They stopped exclaiming their wonder
and disbelief at almost the same moment, pulling apart to examine
one another, to note the changes they saw, to grin at one another.
“You’re so grown up now,” Lexa said with a chuckle. “I was afraid
it wasn’t you. I was so afraid, but I knew it was you.”
Maura laughed. “You didn’t think I’d be
a baby forever? I have babes of my own now.”
Releasing her hold on Lexa, she turned
and gestured toward two children Lexa hadn’t noticed, a boy that
looked to be nearing puberty and a girl about half his age. “John,
Sara, come and meet my big sister … your Aunt Lexa.”
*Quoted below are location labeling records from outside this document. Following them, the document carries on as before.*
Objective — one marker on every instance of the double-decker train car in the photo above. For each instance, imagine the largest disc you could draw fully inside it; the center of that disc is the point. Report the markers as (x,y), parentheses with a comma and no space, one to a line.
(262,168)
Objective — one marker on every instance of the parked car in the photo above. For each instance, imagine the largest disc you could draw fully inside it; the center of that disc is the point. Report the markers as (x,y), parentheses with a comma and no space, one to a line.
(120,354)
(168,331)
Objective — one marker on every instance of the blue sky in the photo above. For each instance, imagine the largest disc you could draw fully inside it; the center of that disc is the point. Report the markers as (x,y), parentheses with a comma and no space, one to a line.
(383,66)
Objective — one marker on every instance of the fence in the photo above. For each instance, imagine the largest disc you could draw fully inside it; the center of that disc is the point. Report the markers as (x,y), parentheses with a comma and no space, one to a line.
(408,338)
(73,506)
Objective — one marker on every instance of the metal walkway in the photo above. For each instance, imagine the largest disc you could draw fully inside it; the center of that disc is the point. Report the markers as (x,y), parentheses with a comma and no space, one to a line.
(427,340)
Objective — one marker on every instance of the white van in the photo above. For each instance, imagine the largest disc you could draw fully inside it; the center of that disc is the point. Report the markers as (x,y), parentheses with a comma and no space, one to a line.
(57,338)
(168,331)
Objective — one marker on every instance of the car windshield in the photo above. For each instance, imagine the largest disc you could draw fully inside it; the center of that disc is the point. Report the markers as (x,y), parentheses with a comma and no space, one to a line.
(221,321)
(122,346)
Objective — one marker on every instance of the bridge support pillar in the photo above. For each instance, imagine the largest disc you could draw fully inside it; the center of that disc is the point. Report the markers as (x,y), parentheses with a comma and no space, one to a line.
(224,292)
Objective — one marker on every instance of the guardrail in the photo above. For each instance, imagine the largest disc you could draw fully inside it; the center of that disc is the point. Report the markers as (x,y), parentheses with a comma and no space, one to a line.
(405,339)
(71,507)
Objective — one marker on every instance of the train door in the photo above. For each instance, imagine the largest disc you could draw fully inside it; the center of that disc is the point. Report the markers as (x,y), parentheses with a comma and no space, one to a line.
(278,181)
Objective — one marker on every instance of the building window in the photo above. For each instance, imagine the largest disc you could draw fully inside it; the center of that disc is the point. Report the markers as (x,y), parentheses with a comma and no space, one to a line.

They both stared at her distrustfully,
their eyes round with both hunger and uneasiness. It hurt to see
them like that, to think of all the time she’d missed never knowing
they even existed. She smiled at them hopefully. “I don’t look that
bad, do I?” she said jokingly.
The little girl giggled, but it was
more a nervous laugh than a carefree one. The boy’s face lightened,
but he didn’t quite smile. They moved closer. Lexa wanted to grab
both of them and hug them as she had her sister, but she knew
better. Instead, she crouched a little lower so that she wasn’t
towering over them.
Well, she didn’t tower over John
anyway. He was at that stage where he was shooting up very
quickly.
“Where did you get that hair?” It was
Sara who’d asked.
Surprise flickered through Lexa, but
the question reminded her instantly of Gabriel. A sharp shaft of
unhappiness went through her. “Gabriel told me it must be from my
father.”
“Here now! What’s going on? You won’t
get things done standing around! Were you not assigned
tasks?”
All four of them jumped at the sharp
intrusion and whirled guiltily to gape at the udai woman marching
toward them.
Maura grabbed her arm and leaned close.
“Meet me at the stream after supper,” she whispered.
When she straightened, she met Lexa’s
gaze for a moment. “Moon rise,” she added and then summoned the
children and rushed away. Lexa watched them go with a mixture of
unhappiness and resentment. She hadn’t seen her in so long! She
didn’t want to let her go.
When she saw the udai woman was nearly
upon her, though, she rushed past her and retrieved her basket once
more.
She discovered her exhaustion had
vanished. Excitement and anticipation threaded her veins. Questions
filled her mind when she wasn’t reliving the experience over and
over. Inevitably, weariness began to take the upper hand long
before dusk fell, however, and the anticipation began to wane with
her energy.
She was almost afraid to eat when she
was allowed to, fearful that she would lapse into the exhausted
coma that generally overtook her when she was finally allowed to
sit down and fill her achingly empty stomach. Instead, she decided
to compromise, to eat just enough to ease the pain and save the
rest for after her visit.
It wasn’t difficult to slip away.
Despite the fact that the udai always kept a watchful eye on them,
they were encouraged to go down to the stream and bathe before
settling on their pallets. Not that many people did. The fear of
fouling the water and making it undrinkable was ever present and
far too ingrained for them to take the udais’ word for it that
merely bathing the dirt off wouldn’t contaminate it.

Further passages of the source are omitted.